Rucker’s confessions about his relationship with Mattie Lou reveal his love for her to be more complicated than it initially seems. Before this confession, we, along with the rest of Cold Sassy, are inclined to think of Rucker and Mattie Lou’s life together as a paradise of unconditional love, devotion, and mutual respect. However, their marriage seems less idyllic when Rucker reveals that he and Mattie Lou stopped having sex years before her death. Rucker admits that their lack of intimacy scarred their marriage and resulted in a loss of desire. Rucker truly loved Mattie Lou, but his confessions reveal that like all marriages, his had its flaws and frustrations. Rucker feels great shame because he loved Miss Love since the day they met. This admission complicates our perception of him as a wholly devoted husband and makes his marriage seem realistically bumpy. Even the normally open-minded Will, with whom we align our sympathy, comes to agree with his grandfather’s claim that to love two women is a sin.

The revelation that Miss Love’s father raped her is a tragic moment in the novel, but it becomes the first step in Miss Love’s learning to love again. Miss Love’s awful secret goes a long way toward explaining her character. Although she usually seems warm and affectionate, her earlier encounter with Clayton shows that she is hiding some deeply hidden pain. We can also begin to understand why Miss Love so longs for security and safety, and see how she could marry in order to secure herself a home. Rucker and Miss Love’s whispered conversation in the bedroom is a painful moment at first, since they each reveal the guilt and shame they have carried. With these revelations, however, comes the potential to start things anew. Rucker and Miss Love’s relationship becomes deeper, and the growth of their love brings renewal and healing to both characters.

Rucker shows a spiritual renewal prompted by Miss Love’s growing affections, but this rejuvenation is also evident physically.

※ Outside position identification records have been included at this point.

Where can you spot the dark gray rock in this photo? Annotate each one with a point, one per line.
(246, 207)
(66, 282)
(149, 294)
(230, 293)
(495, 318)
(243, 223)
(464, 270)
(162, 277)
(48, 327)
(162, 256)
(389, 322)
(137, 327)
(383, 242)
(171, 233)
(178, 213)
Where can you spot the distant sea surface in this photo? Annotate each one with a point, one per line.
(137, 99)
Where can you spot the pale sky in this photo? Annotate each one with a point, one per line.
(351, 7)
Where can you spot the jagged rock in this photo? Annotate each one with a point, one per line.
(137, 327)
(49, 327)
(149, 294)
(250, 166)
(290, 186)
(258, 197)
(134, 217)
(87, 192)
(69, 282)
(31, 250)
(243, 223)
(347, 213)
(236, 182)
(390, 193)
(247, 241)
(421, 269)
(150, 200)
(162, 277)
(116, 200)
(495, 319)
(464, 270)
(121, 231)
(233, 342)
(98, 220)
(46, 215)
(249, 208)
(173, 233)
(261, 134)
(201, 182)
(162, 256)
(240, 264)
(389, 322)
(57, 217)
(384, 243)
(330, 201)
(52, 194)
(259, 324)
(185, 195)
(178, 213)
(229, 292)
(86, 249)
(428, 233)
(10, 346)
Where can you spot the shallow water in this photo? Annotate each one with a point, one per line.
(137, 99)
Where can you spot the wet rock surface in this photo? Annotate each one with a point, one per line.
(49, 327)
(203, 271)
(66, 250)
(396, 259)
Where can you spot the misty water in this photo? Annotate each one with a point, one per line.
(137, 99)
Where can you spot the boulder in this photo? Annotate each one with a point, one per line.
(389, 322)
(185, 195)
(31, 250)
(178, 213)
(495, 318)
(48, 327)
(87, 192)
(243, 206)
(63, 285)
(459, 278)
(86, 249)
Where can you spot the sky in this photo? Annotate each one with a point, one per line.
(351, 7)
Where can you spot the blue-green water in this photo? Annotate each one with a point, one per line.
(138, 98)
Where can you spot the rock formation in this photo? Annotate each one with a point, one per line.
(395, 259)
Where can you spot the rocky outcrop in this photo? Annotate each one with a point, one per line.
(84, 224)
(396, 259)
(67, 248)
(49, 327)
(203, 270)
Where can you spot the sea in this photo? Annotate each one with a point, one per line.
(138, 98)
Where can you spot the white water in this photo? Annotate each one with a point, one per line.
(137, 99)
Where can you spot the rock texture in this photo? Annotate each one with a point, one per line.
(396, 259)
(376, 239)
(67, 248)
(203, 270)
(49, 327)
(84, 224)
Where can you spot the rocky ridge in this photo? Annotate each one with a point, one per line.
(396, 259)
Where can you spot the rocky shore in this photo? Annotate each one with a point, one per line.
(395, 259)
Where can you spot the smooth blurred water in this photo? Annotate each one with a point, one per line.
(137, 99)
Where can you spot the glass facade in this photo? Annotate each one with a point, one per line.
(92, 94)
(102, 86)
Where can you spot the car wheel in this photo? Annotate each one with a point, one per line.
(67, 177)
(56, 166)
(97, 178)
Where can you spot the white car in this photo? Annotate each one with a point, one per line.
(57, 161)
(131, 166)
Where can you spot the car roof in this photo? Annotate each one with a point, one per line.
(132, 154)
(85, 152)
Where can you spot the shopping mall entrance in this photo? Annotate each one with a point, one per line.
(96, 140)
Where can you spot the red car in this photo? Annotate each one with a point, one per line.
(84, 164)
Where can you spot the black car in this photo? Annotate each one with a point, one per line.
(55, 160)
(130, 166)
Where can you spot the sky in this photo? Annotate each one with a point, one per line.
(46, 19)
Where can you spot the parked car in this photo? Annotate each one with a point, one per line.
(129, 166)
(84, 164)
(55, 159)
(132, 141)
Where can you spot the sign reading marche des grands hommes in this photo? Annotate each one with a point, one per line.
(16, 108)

Earlier, Rucker begins to appear more youthful as a result of Miss Love’s giving him a haircut and shaving off his beard. In these chapters, it even seems as if Rucker, normally so stingy and controlling with every aspect of his home, might consider her request to have a bathroom installed in the house. Rucker also exhibits a new love for technology. The fact that he purchases a car becomes an important indicator of his newly energized outlook. We do not even have to look closely at Rucker to realize that he is happier than he has been in a long while.